Photo of unmarked graves in Left Hand, West Virginia. Photo provided by Sundae Knight. Dropped pin https://maps.app.goo.gl/TifnV622MJwcKTmq9
West Virginia’s history with slavery is often obscured by the false narrative that portrays the state as an “archetypically white” place. In reality, slavery was prevalent throughout West Virginia, with slaveholders owning between 33-40% of the land in the state and using their wealth to gain disproportionate political and social power. Most notably, the salt industry in Charleston, the state’s capital, relied heavily on enslaved labor.
Despite what is or is not being taught in West Virginia classrooms, slavery’s presence in the state was pervasive, with enslaved people in all but one county in 1860. Acknowledging this history and enslaved African Americans’ role in the history of West Virginia is important.
One descendant of a West Virginia slaveholding family, Sundae Knight, currently living in Florida, is working to find the stories and descendants behind unmarked enslaved graves that rest on her family’s former plantation in Left Hand, Roane County, West Virginia.
“The family cemetery on the old Knight plantation holds the remains of 5-8 unnamed enslaved graves with only stone markers,” according to Knight, who is ambitious to identify the graves and give proper respect to those buried there. “I’ll tell you, I’m not popular in my family for caring about this,” Knight said.
Knight recalls that her great uncle Robey Knight marked the 5-8 graves with whitewashed fieldstone some time ago. Knight and her mother recently repainted and marked the stones with white painted crosses.
All that seems to exist is a tragic oral history passed down through the Knight family.
Knight remembers one story passed down about “Negro” Joe, who was born into slavery and enslaved by the Knight family but later freed and lived in Charleston, West Virginia. Knight recalls that Joe was visited by her great-grandfather Aaron Knight, born in 1872, for the duration of his life.
Knight also told BBG further stories recounted by her great-grandfather about several killings and lynchings of enslaved and freed Black people in Roane County, including his story of helping to cut down a lynched Black man from a large poplar tree on Amma Rd, not far from the Knight store.

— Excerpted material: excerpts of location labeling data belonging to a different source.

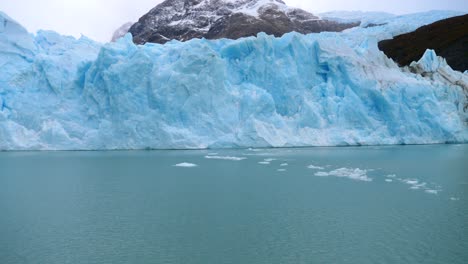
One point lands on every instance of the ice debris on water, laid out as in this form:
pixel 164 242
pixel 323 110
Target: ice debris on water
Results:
pixel 327 89
pixel 350 173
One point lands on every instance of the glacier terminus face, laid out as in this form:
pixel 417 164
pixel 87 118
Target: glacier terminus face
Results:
pixel 327 89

Another tragic story passed down was about a formerly enslaved man who, once legally freed, was employed by the Knight family in their store. The man could read and do basic math, but white customers would question his tallies and ask Robey or Lillian Knight to check his figures.
One day, while reading a newspaper at the Knight family residence, the formerly enslaved Knight store “employee” was shot through the window. The community covered for the murderer, and it took the Knight family several months to track down who did it. Knowing that a trial would never bring justice for a Black person, he simply lay in wait and shot the murderer at a quiet opportunity.
This begs the question: could this man also be one of the formerly enslaved graves?
Identifying the unnamed graves and giving proper respect to those who are buried there seems impossible.
Knight hopes that painting the gravestones white and putting small crosses on the grave sites will prevent the rocks from being thrown over the hill. But Knight believes these people deserve real grave markers, complete with appropriate details, to give honor and dignity to their lives.
The Knight cemetery’s unmarked graves are just one identified site in West Virginia, with many more to be discovered.
In September 2017, a group of Martinsburg, West Virginia residents formed a committee to look into restoring the long-abandoned Green Hill African American Cemetery, where the enslaved were buried in mostly unmarked graves. The cemetery had become overgrown with trees and littered with trash until the community took action to restore it.
Sundae Knight’s effort to uncover the stories and descendants of unmarked enslaved graves in West Virginia sheds necessary light on the state’s dark past. Today, there is little acknowledgment of so many who were stripped of their dignity, even in memory. West Virginia needs a memorial to honor the lives of the enslaved.